My Story So Far...
I grew up a total weirdo. Lucky for me, that turned out to be a good thing. I think we all start out weird. All kids are weird. Sorry, but...c'mon. You know they are. They are all little weirdos.
Until the "real world" hits them. And I put "real world" in quotes because it's really up to us to decide for ourselves what our version of "real" is going to be. "Real" can describe the social timeline in which we work hard in K-12, get into a "good" college, choose a "good" degree, and use that degree to get a "good" job --- all before the pineal gland in our brain has fully developed. I don't know about you, but that sounds a little like taking a toddler to a shoe store and setting them loose to choose a pair of shoes for themselves before they even know how to walk properly OR what kind of shoe they need. So they choose. And low-and-behold, they choose an adult business shoe because they don't know it doesn't fit them. Then, imagine the adult shrugging and saying, "well, you should have just picked the right shoe." Not a perfect metaphor, but it makes me chuckle.
Anyway, I did the whole social timeline thing. I graduated high school, got into a good college, DID NOT major in art like the good little socially indoctrinated robot I was, graduated, and then went to grad school because by the time I turned 23, I had no idea who I was outside of 'Student."
If grad school taught me anything, it was that following a generic social narrative would NOT bring me happiness, regardless of how successful I managed to be. I did everything right. I devoted 18 hours a day to both teaching ENG 101 and acing my graduate courses. I wish I was exaggerating. I'm not. I was a certified perfectionist and hating every second of it.
So, to shorten the story a bit, I moved with my husband to Austin, Texas December of 2019. I never really decided to quit my grad program. I just...never re-enrolled.
The move reinvigorated my creative mind. After six years of having no time to myself, I suddenly had time. And I was determined to waste none of it. I held a deep grudge against my inner perfectionist for ever letting me dive so deep into unhappiness.
Cue "beautiful trash." A technique I started using to help me get over my fear of messing up. Because that's what perfectionism is. It's fear. Somehow, we have been tricked into thinking perfectionism is something to be proud of. But it's a barrier we build between ourselves and potential rejection. That's all it is. Perfectionism is an inner bully. How rude.

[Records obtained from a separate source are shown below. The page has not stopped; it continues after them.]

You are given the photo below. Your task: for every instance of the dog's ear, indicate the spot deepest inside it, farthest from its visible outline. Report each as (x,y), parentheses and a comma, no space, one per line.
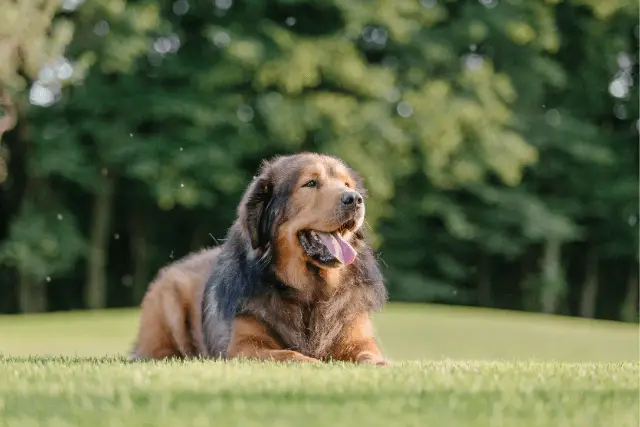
(253,208)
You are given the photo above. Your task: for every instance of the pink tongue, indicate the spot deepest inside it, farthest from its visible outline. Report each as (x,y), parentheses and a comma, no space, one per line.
(338,247)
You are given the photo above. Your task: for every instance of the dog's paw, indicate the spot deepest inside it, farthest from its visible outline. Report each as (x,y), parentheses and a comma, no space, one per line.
(376,362)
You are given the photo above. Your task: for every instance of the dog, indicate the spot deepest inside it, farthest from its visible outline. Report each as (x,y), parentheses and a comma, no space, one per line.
(294,280)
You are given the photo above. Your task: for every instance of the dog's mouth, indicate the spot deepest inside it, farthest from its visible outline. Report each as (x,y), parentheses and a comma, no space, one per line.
(329,248)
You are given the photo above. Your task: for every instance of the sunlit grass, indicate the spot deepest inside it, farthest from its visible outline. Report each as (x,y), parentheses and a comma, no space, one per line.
(444,375)
(407,331)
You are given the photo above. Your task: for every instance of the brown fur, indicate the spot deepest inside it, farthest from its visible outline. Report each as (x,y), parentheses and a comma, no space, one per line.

Because of beautiful trash, I have been able to grow more as an artist in 2020 and 2021 than I did the previous 6 years combined. I am also an abstract painter, but I had let my practice plateau because of my perfectionism. Perfectionism told me that the less I painted, the less probability I had of being rejected. Which is true, but rejection is part of the game, baby! It is much better to collect rejections like medals than avoid them forever.
Now, I am a working artist in Austin, Texas. I create content to help other artists reconnect with their creative selves. I visit the world of Lava Lamp Coffee often (IG: @lavalampcoffee if you wanna know), and I am enjoying my life for the first time in years. A master's degree never would have come close to making me as happy as I am now.
And I think this is important to share that with people. And I am so grateful for everyone who has given their love and support for me and my work. Thank you so much for being here, from the bottom of my heart.